4.Variable costing is more appropriate than absorption costing when the decision ________.
involves reducing fixed costs that are controllable by the upper management |
does not involve analysis of contribution margin |
relates to production planning within the capacity limits in the short run |
does not involve analysis of profitability based on sales mix |
5.Which of the following statements is true of absorption and variable costing methods?
Absorption costing considers fixed manufacturing overhead to be period costs. |
Both costing methods consider selling and administrative costs to be period costs. |
Both costing methods consider fixed manufacturing overhead to be product costs. |
Variable costing considers variable selling and administrative costs to be product costs. |
6.Which of the following is considered a period cost under variable costing but not under absorption costing?

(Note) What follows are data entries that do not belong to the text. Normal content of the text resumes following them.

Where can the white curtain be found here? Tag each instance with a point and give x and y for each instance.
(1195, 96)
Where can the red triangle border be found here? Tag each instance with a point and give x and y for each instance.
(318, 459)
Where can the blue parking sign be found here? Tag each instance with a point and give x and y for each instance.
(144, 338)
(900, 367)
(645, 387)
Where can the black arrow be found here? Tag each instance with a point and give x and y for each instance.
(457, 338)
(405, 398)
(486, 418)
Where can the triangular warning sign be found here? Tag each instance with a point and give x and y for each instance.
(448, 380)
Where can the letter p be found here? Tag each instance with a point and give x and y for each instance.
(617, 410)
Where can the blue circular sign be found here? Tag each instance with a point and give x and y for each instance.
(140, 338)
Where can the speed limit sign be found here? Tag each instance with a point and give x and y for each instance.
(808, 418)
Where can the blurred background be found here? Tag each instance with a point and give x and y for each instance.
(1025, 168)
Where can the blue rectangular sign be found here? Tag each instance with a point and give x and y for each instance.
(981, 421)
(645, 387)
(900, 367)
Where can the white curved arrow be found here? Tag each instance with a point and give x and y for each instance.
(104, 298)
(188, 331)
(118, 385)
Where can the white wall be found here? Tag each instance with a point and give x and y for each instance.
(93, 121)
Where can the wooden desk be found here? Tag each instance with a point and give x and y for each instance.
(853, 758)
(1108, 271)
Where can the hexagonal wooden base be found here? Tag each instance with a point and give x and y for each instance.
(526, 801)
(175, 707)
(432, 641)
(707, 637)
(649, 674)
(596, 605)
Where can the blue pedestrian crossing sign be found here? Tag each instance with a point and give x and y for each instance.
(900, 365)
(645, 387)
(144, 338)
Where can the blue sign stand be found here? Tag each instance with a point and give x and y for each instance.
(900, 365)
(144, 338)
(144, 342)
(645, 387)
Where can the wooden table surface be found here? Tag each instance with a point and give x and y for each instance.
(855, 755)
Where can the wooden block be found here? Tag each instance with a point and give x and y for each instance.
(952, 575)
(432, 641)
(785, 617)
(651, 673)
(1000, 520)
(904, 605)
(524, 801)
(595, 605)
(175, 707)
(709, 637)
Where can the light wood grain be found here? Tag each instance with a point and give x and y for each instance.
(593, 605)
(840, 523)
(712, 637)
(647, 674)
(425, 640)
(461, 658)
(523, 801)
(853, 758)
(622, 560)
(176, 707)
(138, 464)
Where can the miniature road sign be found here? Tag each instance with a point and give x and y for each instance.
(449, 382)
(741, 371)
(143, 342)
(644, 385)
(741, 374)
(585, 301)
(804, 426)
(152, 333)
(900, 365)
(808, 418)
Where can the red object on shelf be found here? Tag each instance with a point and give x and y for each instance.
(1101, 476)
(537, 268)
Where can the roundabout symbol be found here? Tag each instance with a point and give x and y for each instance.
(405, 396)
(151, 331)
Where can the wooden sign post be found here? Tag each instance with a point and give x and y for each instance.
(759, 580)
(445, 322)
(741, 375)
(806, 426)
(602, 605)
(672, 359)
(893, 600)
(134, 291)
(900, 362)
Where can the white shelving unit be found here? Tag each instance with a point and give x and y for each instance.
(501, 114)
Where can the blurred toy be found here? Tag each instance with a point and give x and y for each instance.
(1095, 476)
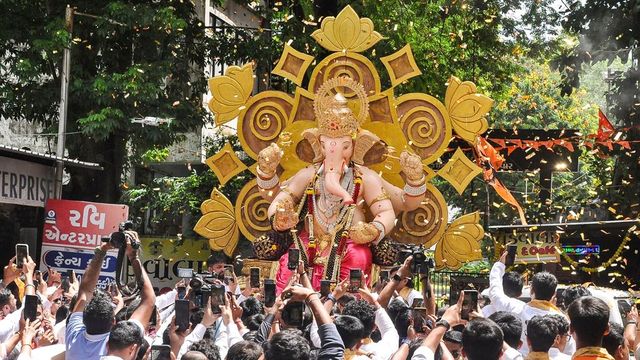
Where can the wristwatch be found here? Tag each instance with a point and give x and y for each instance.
(443, 322)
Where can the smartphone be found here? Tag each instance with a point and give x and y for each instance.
(417, 303)
(185, 273)
(30, 310)
(182, 314)
(218, 297)
(182, 292)
(325, 287)
(71, 276)
(355, 280)
(469, 304)
(160, 352)
(64, 282)
(384, 276)
(254, 278)
(269, 292)
(22, 252)
(293, 314)
(294, 259)
(511, 254)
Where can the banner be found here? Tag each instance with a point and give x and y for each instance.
(533, 246)
(161, 257)
(73, 229)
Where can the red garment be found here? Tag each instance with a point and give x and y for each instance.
(357, 256)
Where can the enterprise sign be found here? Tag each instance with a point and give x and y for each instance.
(581, 250)
(25, 183)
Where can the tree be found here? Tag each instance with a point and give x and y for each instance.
(606, 31)
(129, 59)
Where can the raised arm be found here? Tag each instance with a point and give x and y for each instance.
(90, 277)
(148, 298)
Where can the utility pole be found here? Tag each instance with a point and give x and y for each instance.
(64, 102)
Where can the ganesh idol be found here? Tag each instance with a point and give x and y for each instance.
(335, 210)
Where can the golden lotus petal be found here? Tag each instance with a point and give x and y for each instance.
(460, 242)
(230, 92)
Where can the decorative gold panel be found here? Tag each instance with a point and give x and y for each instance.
(251, 211)
(225, 164)
(230, 92)
(426, 224)
(467, 109)
(460, 243)
(401, 66)
(346, 32)
(459, 171)
(218, 223)
(425, 123)
(293, 64)
(262, 120)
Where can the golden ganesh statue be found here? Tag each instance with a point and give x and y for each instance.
(345, 197)
(330, 198)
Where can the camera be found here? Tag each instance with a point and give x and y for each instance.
(118, 239)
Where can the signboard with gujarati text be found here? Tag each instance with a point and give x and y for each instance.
(25, 183)
(533, 246)
(73, 229)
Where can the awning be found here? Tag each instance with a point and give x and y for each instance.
(49, 158)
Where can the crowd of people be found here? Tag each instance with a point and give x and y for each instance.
(392, 320)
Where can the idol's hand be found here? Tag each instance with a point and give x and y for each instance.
(285, 217)
(411, 165)
(363, 233)
(268, 160)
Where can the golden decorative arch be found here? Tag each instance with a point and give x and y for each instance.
(415, 122)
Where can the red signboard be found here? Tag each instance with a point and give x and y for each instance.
(81, 224)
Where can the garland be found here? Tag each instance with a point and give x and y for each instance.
(576, 265)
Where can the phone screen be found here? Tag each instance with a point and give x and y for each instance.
(22, 252)
(182, 314)
(325, 287)
(217, 298)
(511, 254)
(160, 352)
(294, 259)
(469, 304)
(269, 292)
(185, 273)
(182, 292)
(30, 307)
(355, 280)
(254, 278)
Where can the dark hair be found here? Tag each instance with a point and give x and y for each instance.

variable selling and administrative costs |
variable manufacturing costs |
fixed manufacturing overhead |
fixed selling and administrative costs |
7.Which is the following is the most appropriate reason that sales mix decisions should be made using variable costing?
To increase profits, businesses should emphasize the products with the highest contribution margin. |
All costs, including fixed costs, are controllable by upper management in the long run. |
Fixed costs do not affect the operating income in the long run. |
Sales mix decisions primarily focus on fixed costs. |
8.Unit product cost calculations using absorption costing do not include ________.
variable manufacturing overhead |
variable selling and administrative costs |
fixed manufacturing overhead |
9.When all of the units produced are sold, the operating income is the same under both the absorption and variable costing methods. Assume no beginning and ending inventories. Which of the following gives the correct reason for the above statement?
A portion of the fixed manufacturing overhead is still in the Finished Goods Inventory account. |
All selling and administrative expenses have been recorded as period costs. |
Fixed manufacturing costs have not been considered when calculating the operating incomes. |
All costs incurred have been recorded as expenses. |
10. Missan, Inc. reports the following information:
Units produced | 640 | units |
Units sold | 440 | units |
Sales price | $200 | per unit |
Direct materials | $29 | per unit |
Direct labor | $12 | per unit |
Variable manufacturing overhead | $18 | per unit |
Fixed manufacturing overhead | $18,500 | per year |
Variable selling and administrative costs | $4 | per unit |
Fixed selling and administrative costs | $13,500 | per year |
There are no beginning inventories. What is the ending balance in Finished Goods Inventory using absorption costing? (Round any intermediate calculations to the nearest cent, and your final answer to the nearest dollar.)
11.Crystal Pools, Inc. has provided the following information for the year.
Units produced | 14,000 | units |
Sales price | $400 | per unit |
Direct materials | $45 | per unit |
Direct labor | $20 | per unit |
Variable manufacturing overhead | $65 | per unit |
Fixed manufacturing overhead | $500,000 | per year |
Variable selling and administration costs | $85 | per unit |
Fixed selling and administration costs | $270,000 | per year |
What is the unit product cost using absorption costing? (Round any intermediate calculations and your final answer to the nearest dollar.)
12.Carbon, Inc. reports the following information for April:
Alpha | Beta |
Units sold | 2,000units | 800units |
Sales price per unit | $350 | $600 |
Variable manufacturing cost per unit | 150 | 500 |
Sales commission per unit: |
Alpha:8% of sales price | 28 |
Beta:8% of sales price | 48 |
What is the contribution margin of Alpha?
13.Dentofax, Inc. reports the following information for August:
Sales Revenue | $800,000 |
Variable Cost of Goods Sold | 110,000 |
Fixed Cost of Goods Sold | 65,000 |
Variable Selling and Administrative Costs | 130,000 |
Fixed Selling and Administrative Costs | 65,000 |
Calculate the operating income for August using absorption costing.
14.E-trax, Inc. has provided the following financial information for the year:
Finished Goods Inventory: |
Beginning balance, in units | 610 |
Units produced | 2,800 |
Units sold | 2,900 |
Ending balance, in units | 510 |
Production costs: |
Variable manufacturing costs per unit | $50 |
Total fixed manufacturing costs | $42,000 |
What is the unit product cost for the year using absorption costing?